Sharp square function estimates in Fourier restriction theory
This talk will provide an overview of recent developments in Fourier restriction theory, which is the study of exponential sums over restricted frequency sets with geometric structure, typically arising in pde or number theory. Decoupling inequalities measure the square root cancellation behavior of these exponential sums. I will highlight recent work which uses the latest tools developed in decoupling theory to prove much more delicate sharp square function estimates for frequencies lying in the cone in R^3 (Guth-Wang-Zhang) and moment curves (t,t^2,...,t^n) in all dimensions (Guth-Maldague).
Randomized matrix decompositions for faster scientific computing
Traditional numerical methods based on expensive matrix factorizations struggle with the scale of modern scientific applications. For example, kernel-based algorithms take a data set of size N, form a kernel matrix of size N x N, and then perform an eigendecomposition or inversion at a cost of O(N^3) operations. For data sets of size N >= 10^5, kernel learning is too expensive, straining the limits of personal workstations and even dedicated computing clusters. Randomized iterative methods have emerged as a faster alternative to the classical approaches. These methods combine randomized exploration with information about which matrix structures are important, leading to significant speed gains.
In this talk, I will review recent developments concerning two randomized algorithms. The first is "randomized block Krylov iteration", which uses an array of random Gaussian test vectors to probe a large data matrix in order to provide a randomized principal component analysis. Remarkably, this approach works well even when the matrix of interest is not low-rank. The second algorithm is "randomly pivoted Cholesky decomposition", which iteratively samples columns from a positive semidefinite matrix using a novelty metric and reconstructs the matrix from the randomly selected columns.
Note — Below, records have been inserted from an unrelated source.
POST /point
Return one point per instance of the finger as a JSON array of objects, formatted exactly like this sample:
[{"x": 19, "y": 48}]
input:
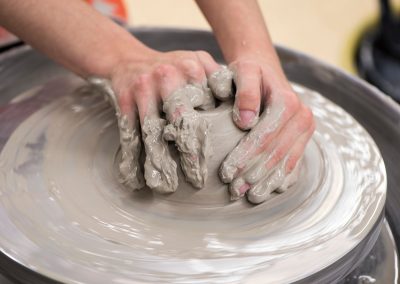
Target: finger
[
  {"x": 208, "y": 62},
  {"x": 295, "y": 132},
  {"x": 221, "y": 83},
  {"x": 270, "y": 124},
  {"x": 220, "y": 78},
  {"x": 197, "y": 90},
  {"x": 246, "y": 109},
  {"x": 298, "y": 149},
  {"x": 262, "y": 190},
  {"x": 187, "y": 128},
  {"x": 160, "y": 168},
  {"x": 287, "y": 145},
  {"x": 130, "y": 171}
]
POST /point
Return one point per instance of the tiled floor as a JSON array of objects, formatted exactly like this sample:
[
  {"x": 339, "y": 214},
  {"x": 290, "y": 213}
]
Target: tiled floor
[{"x": 322, "y": 28}]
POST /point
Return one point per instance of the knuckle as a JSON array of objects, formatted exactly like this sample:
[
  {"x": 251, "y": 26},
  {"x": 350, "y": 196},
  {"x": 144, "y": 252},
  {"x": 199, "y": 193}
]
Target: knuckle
[
  {"x": 248, "y": 95},
  {"x": 165, "y": 71},
  {"x": 142, "y": 82},
  {"x": 292, "y": 103},
  {"x": 124, "y": 98},
  {"x": 203, "y": 54},
  {"x": 192, "y": 69},
  {"x": 307, "y": 117},
  {"x": 277, "y": 156}
]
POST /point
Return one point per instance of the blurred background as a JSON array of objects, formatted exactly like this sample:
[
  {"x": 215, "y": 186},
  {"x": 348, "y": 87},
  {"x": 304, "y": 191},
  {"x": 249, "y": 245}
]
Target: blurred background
[
  {"x": 359, "y": 36},
  {"x": 324, "y": 29}
]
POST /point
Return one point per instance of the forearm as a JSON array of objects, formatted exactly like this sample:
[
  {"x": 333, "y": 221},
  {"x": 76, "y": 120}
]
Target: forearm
[
  {"x": 239, "y": 28},
  {"x": 72, "y": 33}
]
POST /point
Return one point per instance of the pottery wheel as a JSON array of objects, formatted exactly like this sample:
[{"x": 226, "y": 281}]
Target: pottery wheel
[{"x": 64, "y": 215}]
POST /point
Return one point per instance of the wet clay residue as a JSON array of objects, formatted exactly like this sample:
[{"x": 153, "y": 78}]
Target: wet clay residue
[
  {"x": 59, "y": 166},
  {"x": 189, "y": 129}
]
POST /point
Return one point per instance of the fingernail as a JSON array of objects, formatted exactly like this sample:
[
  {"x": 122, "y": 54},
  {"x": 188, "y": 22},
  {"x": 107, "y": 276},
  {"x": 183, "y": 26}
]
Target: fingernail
[
  {"x": 246, "y": 117},
  {"x": 227, "y": 173},
  {"x": 244, "y": 188}
]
Ultimately, both algorithms furnish a randomized approximation of an N x N matrix with a reduced rank k << N, which enables fast inversion or singular value decomposition at a cost of O(N k^2) operations. The speed-up factor from N^3 to N k^2 operations can be 3 million. The newest algorithms achieve this speed-up factor while guaranteeing performance across a broad range of input matrices.
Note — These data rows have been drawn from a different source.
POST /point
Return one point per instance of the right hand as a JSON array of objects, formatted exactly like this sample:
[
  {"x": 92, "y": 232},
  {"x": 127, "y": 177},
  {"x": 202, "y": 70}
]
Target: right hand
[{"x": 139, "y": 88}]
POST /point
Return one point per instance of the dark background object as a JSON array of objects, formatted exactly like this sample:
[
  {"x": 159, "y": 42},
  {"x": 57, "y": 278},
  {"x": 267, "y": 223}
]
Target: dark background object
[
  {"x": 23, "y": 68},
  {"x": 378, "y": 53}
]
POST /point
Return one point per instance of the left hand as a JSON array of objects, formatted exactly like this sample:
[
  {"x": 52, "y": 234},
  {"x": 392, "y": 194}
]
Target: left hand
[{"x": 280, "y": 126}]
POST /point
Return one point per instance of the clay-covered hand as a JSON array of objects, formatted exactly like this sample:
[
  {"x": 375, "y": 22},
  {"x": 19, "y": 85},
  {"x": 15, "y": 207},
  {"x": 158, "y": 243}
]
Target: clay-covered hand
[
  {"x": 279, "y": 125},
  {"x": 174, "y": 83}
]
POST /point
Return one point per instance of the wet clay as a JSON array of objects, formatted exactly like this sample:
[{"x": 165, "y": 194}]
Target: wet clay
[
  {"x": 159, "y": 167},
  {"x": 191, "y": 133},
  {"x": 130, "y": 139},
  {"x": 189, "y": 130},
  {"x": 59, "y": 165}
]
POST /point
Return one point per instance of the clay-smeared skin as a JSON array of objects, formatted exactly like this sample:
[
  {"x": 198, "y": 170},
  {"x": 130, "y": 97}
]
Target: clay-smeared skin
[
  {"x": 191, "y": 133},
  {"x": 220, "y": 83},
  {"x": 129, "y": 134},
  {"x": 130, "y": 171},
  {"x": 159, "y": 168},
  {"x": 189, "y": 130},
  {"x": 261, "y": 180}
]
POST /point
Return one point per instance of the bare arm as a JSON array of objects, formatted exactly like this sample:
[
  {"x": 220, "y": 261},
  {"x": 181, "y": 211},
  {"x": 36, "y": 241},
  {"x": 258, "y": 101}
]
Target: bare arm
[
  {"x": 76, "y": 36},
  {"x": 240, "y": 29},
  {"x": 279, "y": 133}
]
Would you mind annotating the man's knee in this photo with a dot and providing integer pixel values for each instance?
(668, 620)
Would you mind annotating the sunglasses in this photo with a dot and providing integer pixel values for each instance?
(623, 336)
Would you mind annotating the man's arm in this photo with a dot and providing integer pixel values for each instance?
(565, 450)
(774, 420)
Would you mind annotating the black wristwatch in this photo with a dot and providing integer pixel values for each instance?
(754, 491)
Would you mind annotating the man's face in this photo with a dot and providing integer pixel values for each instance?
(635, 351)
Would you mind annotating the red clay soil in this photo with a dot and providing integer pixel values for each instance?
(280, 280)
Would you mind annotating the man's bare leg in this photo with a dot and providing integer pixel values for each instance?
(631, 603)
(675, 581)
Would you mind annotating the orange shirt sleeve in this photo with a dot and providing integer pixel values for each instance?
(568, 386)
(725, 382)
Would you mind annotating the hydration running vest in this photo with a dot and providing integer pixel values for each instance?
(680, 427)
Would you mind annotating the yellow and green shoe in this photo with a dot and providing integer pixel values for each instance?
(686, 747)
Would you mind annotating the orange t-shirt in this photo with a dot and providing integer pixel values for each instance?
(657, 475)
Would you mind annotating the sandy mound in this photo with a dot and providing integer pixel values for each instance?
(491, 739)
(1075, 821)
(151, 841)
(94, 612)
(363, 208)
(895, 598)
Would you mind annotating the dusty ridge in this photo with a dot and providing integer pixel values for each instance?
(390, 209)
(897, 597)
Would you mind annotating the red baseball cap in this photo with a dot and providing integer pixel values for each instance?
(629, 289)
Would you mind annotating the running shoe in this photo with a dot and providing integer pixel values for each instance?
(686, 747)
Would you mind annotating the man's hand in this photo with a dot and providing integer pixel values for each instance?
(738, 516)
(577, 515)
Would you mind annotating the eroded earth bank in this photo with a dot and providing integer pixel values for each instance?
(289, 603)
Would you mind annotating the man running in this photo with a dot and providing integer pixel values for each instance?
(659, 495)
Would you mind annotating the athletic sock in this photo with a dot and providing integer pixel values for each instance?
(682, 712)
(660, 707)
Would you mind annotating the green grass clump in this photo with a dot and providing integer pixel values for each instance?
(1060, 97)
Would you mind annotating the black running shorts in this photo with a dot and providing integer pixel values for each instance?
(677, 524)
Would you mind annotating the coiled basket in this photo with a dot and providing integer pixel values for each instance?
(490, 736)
Large subgroups in higher rank
Let G be a higher-rank semisimple Lie group (for example, SL_n(R), n > 2). Lattices of G are well understood, thanks to the celebrated Margulis’ arithmeticity theorem. The infinite covolume discrete subgroups of G remain much more mysterious. There has been a lot of progress towards understanding some special classes of subgroups, like the Anosov subgroups, but it is still hard to find "large" discrete subgroups other than the lattices themselves. It is natural to ask if this apparent lack of examples could be explained by new rigidity phenomena. In my talk, I'll make this question more precise and present several instances where the answer is yes, for example, the confined discrete subgroups (j.w. Tsachik Gelander) and the discrete subgroups with finite Bowen-Margulis-Sullivan measure (j.w. Minju Lee).